Add conformance tests for SEP-2243 HTTP Standardization#259
Conversation
commit: |
|
Notes on how this was tested: I ran the tests in this branch the support for SEP-2243 added in this branch of the MCP C# SDK and all tests pass. Here's how I ran the tests: # In the MCP C# SDK repo, checkout the branch
git checkout mdk/sep-2243-implementation
# Remove any existing node_modules to get to a known state
rm -rf node_modules
# Install node modules with the exact versions in package lock
npm ci
# Now replace the conformance node module with the tests in this branch
npm install --no-save "@modelcontextprotocol/conformance@github:mikekistler/conformance#mdk/sep-2243-conformance-tests"
# Run the server conformance tests (.NET 10 only)
MCP_CONFORMANCE_PROTOCOL_VERSION=DRAFT-2026-v1 dotnet test tests/ModelContextProtocol.AspNetCore.Tests/ModelContextProtocol.AspNetCore.Tests.csproj -f net10.0 --filter "FullyQualifiedName~ServerConformanceTests"

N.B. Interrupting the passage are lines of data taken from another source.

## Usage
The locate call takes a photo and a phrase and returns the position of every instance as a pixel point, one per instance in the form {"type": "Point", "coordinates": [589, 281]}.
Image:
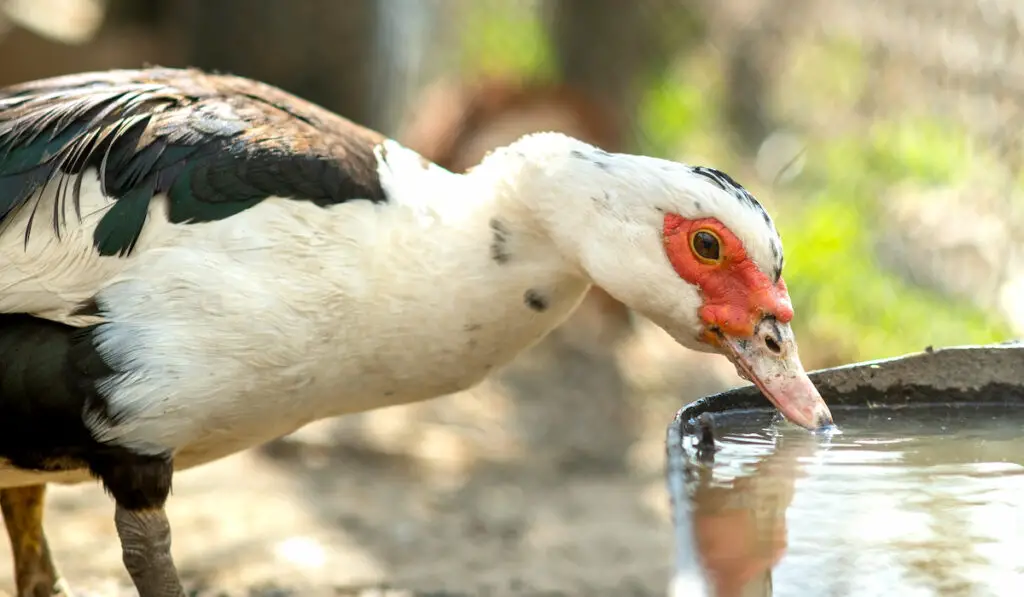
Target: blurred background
{"type": "Point", "coordinates": [882, 136]}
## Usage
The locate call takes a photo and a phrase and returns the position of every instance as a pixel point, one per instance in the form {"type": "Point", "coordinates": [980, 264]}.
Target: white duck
{"type": "Point", "coordinates": [194, 264]}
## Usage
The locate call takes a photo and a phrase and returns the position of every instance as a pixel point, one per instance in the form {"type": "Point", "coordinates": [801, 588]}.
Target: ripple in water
{"type": "Point", "coordinates": [915, 502]}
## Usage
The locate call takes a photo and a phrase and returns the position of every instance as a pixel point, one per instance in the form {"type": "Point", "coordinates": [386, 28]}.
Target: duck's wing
{"type": "Point", "coordinates": [214, 145]}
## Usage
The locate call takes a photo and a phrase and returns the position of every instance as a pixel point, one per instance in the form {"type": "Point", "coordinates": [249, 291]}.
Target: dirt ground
{"type": "Point", "coordinates": [546, 480]}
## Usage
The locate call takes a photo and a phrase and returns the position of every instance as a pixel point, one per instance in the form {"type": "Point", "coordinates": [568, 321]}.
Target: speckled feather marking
{"type": "Point", "coordinates": [215, 144]}
{"type": "Point", "coordinates": [727, 183]}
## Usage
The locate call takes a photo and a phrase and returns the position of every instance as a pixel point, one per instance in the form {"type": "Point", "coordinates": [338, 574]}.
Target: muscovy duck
{"type": "Point", "coordinates": [193, 264]}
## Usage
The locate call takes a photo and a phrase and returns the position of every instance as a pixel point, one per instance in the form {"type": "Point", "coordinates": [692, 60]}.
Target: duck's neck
{"type": "Point", "coordinates": [465, 268]}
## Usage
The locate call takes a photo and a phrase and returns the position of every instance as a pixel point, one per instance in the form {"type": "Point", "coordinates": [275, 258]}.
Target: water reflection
{"type": "Point", "coordinates": [915, 503]}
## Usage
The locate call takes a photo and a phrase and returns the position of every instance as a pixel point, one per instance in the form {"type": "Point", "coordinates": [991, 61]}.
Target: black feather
{"type": "Point", "coordinates": [215, 144]}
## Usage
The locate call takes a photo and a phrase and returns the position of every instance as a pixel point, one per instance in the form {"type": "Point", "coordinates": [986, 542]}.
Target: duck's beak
{"type": "Point", "coordinates": [769, 359]}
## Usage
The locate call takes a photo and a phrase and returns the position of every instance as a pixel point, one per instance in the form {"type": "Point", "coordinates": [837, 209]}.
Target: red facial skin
{"type": "Point", "coordinates": [736, 293]}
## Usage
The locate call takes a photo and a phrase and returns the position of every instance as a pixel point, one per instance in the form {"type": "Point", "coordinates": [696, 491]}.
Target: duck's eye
{"type": "Point", "coordinates": [706, 246]}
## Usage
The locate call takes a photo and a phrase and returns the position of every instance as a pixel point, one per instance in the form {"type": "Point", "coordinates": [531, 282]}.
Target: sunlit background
{"type": "Point", "coordinates": [883, 136]}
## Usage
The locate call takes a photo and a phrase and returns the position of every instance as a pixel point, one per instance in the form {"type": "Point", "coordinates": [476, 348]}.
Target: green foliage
{"type": "Point", "coordinates": [842, 294]}
{"type": "Point", "coordinates": [505, 39]}
{"type": "Point", "coordinates": [849, 307]}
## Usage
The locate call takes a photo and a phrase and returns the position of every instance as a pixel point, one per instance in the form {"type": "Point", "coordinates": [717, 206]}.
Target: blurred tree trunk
{"type": "Point", "coordinates": [754, 57]}
{"type": "Point", "coordinates": [322, 50]}
{"type": "Point", "coordinates": [612, 49]}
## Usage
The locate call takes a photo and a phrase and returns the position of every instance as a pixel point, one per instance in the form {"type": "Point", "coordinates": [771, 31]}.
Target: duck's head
{"type": "Point", "coordinates": [686, 247]}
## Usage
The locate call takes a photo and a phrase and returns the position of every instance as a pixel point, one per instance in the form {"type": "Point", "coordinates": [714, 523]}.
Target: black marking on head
{"type": "Point", "coordinates": [48, 377]}
{"type": "Point", "coordinates": [535, 300]}
{"type": "Point", "coordinates": [726, 182]}
{"type": "Point", "coordinates": [499, 242]}
{"type": "Point", "coordinates": [215, 145]}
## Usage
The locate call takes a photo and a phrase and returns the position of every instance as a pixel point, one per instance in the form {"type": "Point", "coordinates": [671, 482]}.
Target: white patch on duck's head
{"type": "Point", "coordinates": [606, 212]}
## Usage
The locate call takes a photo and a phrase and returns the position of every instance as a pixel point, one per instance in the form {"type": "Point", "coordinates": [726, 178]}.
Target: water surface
{"type": "Point", "coordinates": [912, 502]}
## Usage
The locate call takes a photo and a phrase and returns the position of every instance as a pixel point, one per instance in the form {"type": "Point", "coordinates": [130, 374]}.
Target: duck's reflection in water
{"type": "Point", "coordinates": [739, 525]}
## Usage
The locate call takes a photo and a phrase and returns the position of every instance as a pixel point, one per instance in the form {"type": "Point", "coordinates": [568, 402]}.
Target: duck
{"type": "Point", "coordinates": [195, 263]}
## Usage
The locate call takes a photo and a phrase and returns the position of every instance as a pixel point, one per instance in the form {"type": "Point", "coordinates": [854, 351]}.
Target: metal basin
{"type": "Point", "coordinates": [921, 494]}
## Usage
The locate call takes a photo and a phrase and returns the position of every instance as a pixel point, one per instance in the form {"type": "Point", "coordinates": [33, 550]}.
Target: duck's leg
{"type": "Point", "coordinates": [140, 485]}
{"type": "Point", "coordinates": [35, 573]}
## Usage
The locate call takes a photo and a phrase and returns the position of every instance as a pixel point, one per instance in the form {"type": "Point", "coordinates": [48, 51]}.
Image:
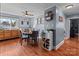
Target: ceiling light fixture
{"type": "Point", "coordinates": [68, 6]}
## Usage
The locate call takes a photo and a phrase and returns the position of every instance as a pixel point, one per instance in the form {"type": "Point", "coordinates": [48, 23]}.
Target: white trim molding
{"type": "Point", "coordinates": [59, 45]}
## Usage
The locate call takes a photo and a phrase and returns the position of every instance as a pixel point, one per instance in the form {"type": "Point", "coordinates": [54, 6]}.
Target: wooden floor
{"type": "Point", "coordinates": [13, 48]}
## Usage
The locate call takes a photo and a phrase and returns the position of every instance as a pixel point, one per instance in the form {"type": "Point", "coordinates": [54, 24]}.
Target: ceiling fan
{"type": "Point", "coordinates": [27, 13]}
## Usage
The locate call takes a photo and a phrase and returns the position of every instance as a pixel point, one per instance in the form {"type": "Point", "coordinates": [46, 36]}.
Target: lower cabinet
{"type": "Point", "coordinates": [8, 34]}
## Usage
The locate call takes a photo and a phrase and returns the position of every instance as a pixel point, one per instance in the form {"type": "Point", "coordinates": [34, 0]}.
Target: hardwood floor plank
{"type": "Point", "coordinates": [13, 48]}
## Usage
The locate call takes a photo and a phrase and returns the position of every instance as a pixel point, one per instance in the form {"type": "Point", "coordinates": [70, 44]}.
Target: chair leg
{"type": "Point", "coordinates": [21, 41]}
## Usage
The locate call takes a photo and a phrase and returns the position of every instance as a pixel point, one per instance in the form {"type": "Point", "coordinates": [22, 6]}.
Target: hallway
{"type": "Point", "coordinates": [13, 48]}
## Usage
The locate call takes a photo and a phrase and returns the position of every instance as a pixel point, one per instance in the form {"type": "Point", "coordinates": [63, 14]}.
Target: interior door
{"type": "Point", "coordinates": [74, 27]}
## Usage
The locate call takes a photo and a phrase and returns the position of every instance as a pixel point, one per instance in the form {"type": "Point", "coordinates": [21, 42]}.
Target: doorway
{"type": "Point", "coordinates": [74, 28]}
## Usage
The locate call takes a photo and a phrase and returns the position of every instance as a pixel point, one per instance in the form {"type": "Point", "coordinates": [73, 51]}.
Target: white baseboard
{"type": "Point", "coordinates": [58, 46]}
{"type": "Point", "coordinates": [66, 38]}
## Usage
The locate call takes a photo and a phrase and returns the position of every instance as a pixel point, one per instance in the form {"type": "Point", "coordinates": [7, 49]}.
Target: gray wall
{"type": "Point", "coordinates": [67, 24]}
{"type": "Point", "coordinates": [56, 25]}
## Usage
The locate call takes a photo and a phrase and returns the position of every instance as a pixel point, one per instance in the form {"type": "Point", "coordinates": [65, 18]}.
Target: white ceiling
{"type": "Point", "coordinates": [37, 8]}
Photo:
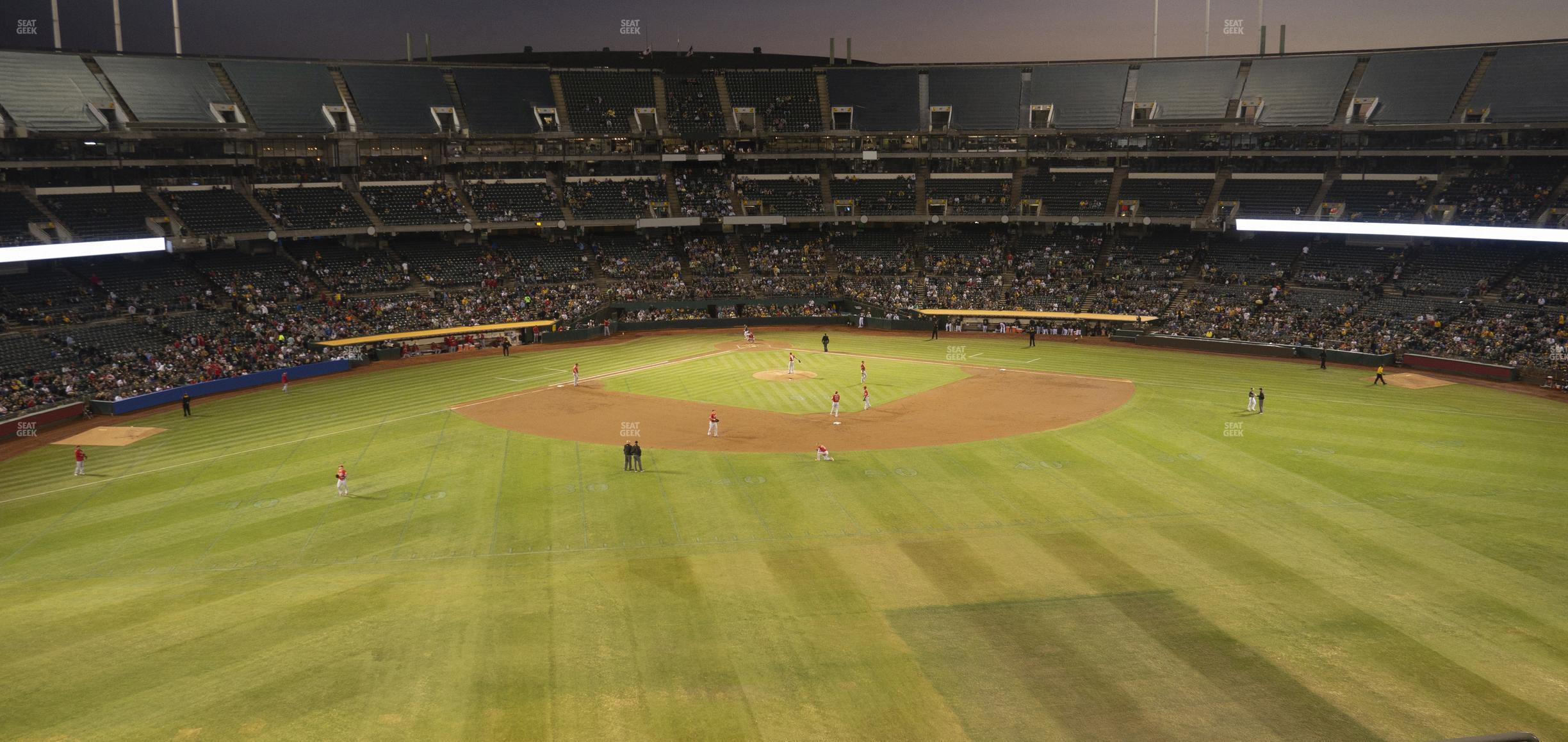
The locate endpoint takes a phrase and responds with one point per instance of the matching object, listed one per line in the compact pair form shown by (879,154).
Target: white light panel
(82,250)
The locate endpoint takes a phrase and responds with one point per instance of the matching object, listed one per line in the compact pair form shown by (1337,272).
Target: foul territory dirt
(990,404)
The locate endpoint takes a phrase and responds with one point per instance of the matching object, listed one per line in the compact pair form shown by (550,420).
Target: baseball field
(1065,541)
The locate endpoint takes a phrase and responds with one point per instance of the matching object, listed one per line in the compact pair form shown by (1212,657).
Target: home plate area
(977,408)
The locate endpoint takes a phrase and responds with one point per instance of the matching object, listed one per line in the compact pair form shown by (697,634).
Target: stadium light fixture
(82,250)
(1394,229)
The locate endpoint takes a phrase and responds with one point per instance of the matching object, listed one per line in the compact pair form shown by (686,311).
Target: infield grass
(728,379)
(1353,564)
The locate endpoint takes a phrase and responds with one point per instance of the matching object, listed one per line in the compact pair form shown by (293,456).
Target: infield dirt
(990,404)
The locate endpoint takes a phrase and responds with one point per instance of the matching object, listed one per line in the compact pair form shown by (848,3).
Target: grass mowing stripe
(236,510)
(664,496)
(63,516)
(422,481)
(146,516)
(325,510)
(501,490)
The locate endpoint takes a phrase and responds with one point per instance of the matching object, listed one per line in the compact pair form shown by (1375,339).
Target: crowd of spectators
(236,316)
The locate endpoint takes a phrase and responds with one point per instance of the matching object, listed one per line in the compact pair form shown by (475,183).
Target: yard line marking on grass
(421,490)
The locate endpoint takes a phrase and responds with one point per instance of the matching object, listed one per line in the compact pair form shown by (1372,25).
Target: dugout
(394,345)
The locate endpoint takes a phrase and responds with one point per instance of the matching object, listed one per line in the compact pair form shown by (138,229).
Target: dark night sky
(908,30)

# Run the client conformanct tests (.NET 10 only)
MCP_CONFORMANCE_PROTOCOL_VERSION=DRAFT-2026-v1 dotnet test tests/ModelContextProtocol.AspNetCore.Tests/ModelContextProtocol.AspNetCore.Tests.csproj -f net10.0 --filter "FullyQualifiedName~ClientConformanceTests"Here's the server conformance test output I got: And here's the output from the client conformance tests: |
Close gaps in HTTP header conformance scenarios: Client standard headers (http-standard-headers.ts): - Enforce all expected methods in checks, failing any that were not observed - Track Mcp-Name header per-method separately from Mcp-Method - Advertise resources and prompts capabilities so clients exercise those endpoints - Add a prompt entry for prompts/get testing Client custom headers (http-custom-headers.ts): - Add Base64 encoding checks for non-ASCII, whitespace, and control-char values - Add null/omitted parameter test (second tool call with null value) - Add client-keeps-valid-tool check verifying clients still call valid tools after filtering out invalid ones Server header validation (server/http-standard-headers.ts): - Replace fetch-based sendRawRequest with http.request to preserve exact header casing on the wire (fetch/Headers lowercases names) - Compute defaultArgs and defaultHeaders from tool schema so test requests satisfy all required parameters while varying only the param under test Traceability (sep-2243.yaml): - Add 7 new spec-to-check mappings (nonascii, whitespace, controlchar, keeps-valid-tool, literal-missing-base64-prefix/suffix, no-mirror-unannotated) - Fix 2 incorrect existing mappings
Add missing test cases identified by comparing the branch against the SEP-2243 spec's Conformance Test Cases section: - Mcp-Method on notifications: add notifications/initialized to expectedMethods so clients are checked for header on notifications - Boolean true: add debug=true param to complement verbose=false - Leading-space-only and trailing-space-only: separate checks for Base64 encoding when only one edge has whitespace - Internal spaces only: verify plain ASCII (no Base64) for values like 'us west 1' that have spaces only in the middle - CRLF string: add line1\r\nline2 test (complements existing \n test) - Leading tab: add \tindented test for tab-triggered Base64 encoding - Server rejects invalid Mcp-Param chars: mark as excluded in YAML since HTTP itself prevents these characters in headers Register all new checks in sep-2243.yaml.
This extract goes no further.